Genetic diversity of the obligate intracellular bacterium Chlamydophila pneumoniae by genome-wide analysis of single nucleotide polymorphisms: evidence for highly clonal population structure

Abstract

Background: Chlamydophila pneumoniae is an obligate intracellular bacterium that replicates in a biphasic life cycle within eukaryotic host cells. Four published genomes revealed an identity of > 99 %. This remarkable finding raised questions about the existence of distinguishable genotypes in correlation with geographical and anatomical origin.

Results: We studied the genetic diversity of C. pneumoniae by analysing synonymous single nucleotide polymorphisms (sSNPs) that are under reduced selection pressure. We conducted an in silico analysis of the four sequenced genomes, chose 232 representative sSNPs and analysed the loci in 38 C. pneumoniae isolates. We identified 15 different genotypes that were separated in four major clusters. Clusters were not associated with anatomical or geographical origin. However, animal lineages are basal on the C. pneumomiae phylogeny, suggesting a recent transmission to humans through successive bottlenecks some 150,000 years ago. A lack of detectable variation in 17 isolates emphasizes the extraordinary genetic conservation of this species and the high clonality of the population.

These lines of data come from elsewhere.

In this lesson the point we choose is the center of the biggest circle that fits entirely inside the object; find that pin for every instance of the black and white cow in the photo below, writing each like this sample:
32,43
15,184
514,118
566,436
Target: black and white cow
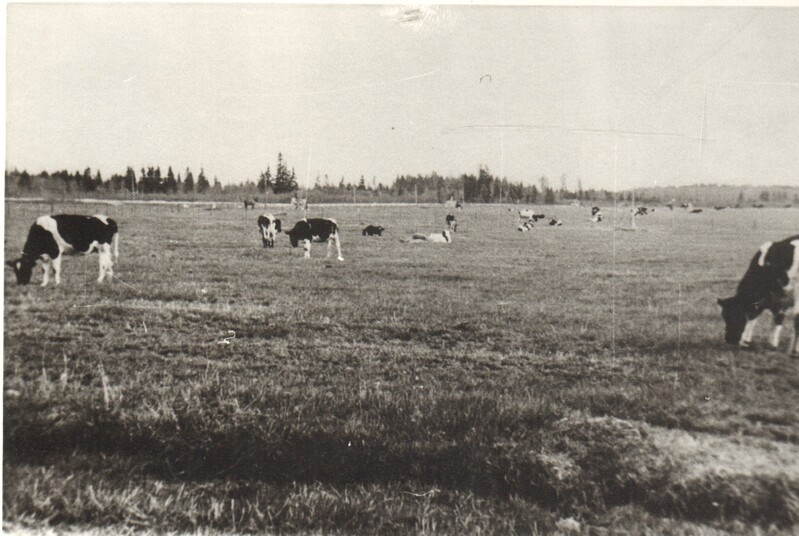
269,227
770,283
315,230
373,230
452,222
444,237
52,237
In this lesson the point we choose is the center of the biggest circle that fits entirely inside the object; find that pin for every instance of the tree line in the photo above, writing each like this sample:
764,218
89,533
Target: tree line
483,187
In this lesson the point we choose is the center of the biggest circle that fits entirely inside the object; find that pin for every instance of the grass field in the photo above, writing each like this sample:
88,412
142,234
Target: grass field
506,383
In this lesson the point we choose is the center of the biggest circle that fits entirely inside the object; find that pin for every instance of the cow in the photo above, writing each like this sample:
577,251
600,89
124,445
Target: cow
52,237
770,283
529,213
444,237
373,230
315,230
452,222
269,227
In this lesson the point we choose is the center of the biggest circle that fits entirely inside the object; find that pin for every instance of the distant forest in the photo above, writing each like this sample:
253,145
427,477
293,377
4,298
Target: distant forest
282,185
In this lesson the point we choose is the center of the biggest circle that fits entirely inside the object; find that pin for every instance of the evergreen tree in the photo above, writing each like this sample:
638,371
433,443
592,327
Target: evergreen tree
202,183
188,184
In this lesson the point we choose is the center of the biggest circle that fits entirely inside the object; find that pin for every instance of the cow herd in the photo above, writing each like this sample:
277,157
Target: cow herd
770,282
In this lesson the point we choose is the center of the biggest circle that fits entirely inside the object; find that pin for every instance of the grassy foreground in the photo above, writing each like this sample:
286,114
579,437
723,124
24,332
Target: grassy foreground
567,379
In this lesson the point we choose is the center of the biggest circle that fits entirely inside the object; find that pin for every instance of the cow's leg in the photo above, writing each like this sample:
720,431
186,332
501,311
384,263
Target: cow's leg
46,268
57,269
779,317
749,329
338,245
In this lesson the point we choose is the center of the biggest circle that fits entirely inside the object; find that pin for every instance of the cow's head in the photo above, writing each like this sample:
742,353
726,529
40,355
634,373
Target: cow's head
23,269
734,314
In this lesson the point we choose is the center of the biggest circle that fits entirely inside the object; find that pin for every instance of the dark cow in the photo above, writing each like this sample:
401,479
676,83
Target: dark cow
373,230
452,222
315,230
52,237
269,227
770,283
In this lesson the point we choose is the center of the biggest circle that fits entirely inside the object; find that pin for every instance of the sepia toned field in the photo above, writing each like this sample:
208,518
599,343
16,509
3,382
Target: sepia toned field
505,383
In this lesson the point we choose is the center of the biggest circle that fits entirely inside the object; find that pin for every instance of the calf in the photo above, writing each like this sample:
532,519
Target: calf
269,227
770,283
315,230
52,237
452,222
444,237
373,230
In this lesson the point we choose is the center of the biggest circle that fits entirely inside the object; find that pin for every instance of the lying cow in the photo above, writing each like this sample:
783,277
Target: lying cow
269,227
315,230
52,237
373,230
444,237
530,214
770,283
452,222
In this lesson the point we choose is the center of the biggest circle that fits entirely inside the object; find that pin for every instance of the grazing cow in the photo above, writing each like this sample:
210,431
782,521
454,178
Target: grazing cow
315,230
770,283
452,222
269,227
52,237
444,237
373,230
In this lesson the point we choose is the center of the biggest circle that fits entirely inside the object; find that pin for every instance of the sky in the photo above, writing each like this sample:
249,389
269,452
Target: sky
612,97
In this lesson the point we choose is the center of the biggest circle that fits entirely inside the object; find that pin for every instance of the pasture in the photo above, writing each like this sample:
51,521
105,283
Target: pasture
504,383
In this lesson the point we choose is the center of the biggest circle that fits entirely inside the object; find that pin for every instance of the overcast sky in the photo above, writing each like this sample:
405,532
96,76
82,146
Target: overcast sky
610,96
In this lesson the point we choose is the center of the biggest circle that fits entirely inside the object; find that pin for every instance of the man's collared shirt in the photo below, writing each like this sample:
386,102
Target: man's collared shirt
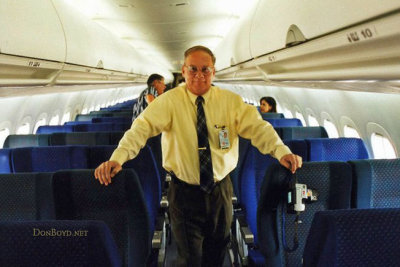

Moreover, the largest cluster, which encompasses 80% of all analysed strains, is an extremely young clade, that went through an important population expansion some 3,300 years ago.

Conclusion: sSNPs have proven useful as a sensitive marker to gain new insights into genetic diversity, population structure and evolutionary history of C. pneumoniae.

Figure 1

Distribution of SNPs within the genome. SNPs are equally distributed around the genome; no mutational hot-spot could be identified.

Figure 2

Phylogeny of C. pneumoniae reference isolates based on different SNP types (see table 2). Distance calculated as number of SNPs. Analysis revealed a phylogenetic proximity between CWL-029 and TW-183, and AR-39 and J-138, respectively. The topology of the tree was not significantly altered when sSNP, nsSNP or SNP of intergenic regions were analysed separately. Only sSNPs were not able to resolve the common branch of CWL-029 and TW-183.

Figure 3

C. pneumoniae consensus tree topology based on multiple and independent phylogenetic reconstructions (Neighbor-joining, Minimum Evolution and Parsimony) with C. abortus as an outgoup. At least one representative of the clusters of figure 4 are analysed. Animal strains are basal and the human strains are derived, suggesting a zoonosis scenario for C. pneumoniae.

Figure 4

Phylogeny of 38 C. pneumoniae isolates based on 232 sSNPs using the neighbor-joining method with 1000 bootstrap replicates and distances calculated using the number of different SNPs. The marked section of panel A is enlarged in a separate subtree in panel B (* CWL-029-Group: CWL-029; CV-15 to -18; PB-1 to -3; MUL-250, -2076, -2090, -2216; Wien-2, -3; Al-1, W-5, U-1360). Four separate cluster can be distinguished.

Figure 5

Mismatch distribution of cluster IV strains for the concatenated sequences (sSNPs). These curves represent the frequency distribution of pairwise differences. The dashed plot correspond to the observed data; the smoth curve corresponds to the sudden expansion model and the punctuated lines represent the upper and lower bounds of the 95% confidence interval on this model. P value represents the probability that the raggedness of the simulated data set is equal to or greater than the observed data set. The major demographic extension occurred 2 mutations ago for the entire concatenated genes (70 kb). The latter translates into 0.003% sequence divergence, which suggests that the maximum population expansion occurred about 3,300 years (700 to 7,200 years) ago.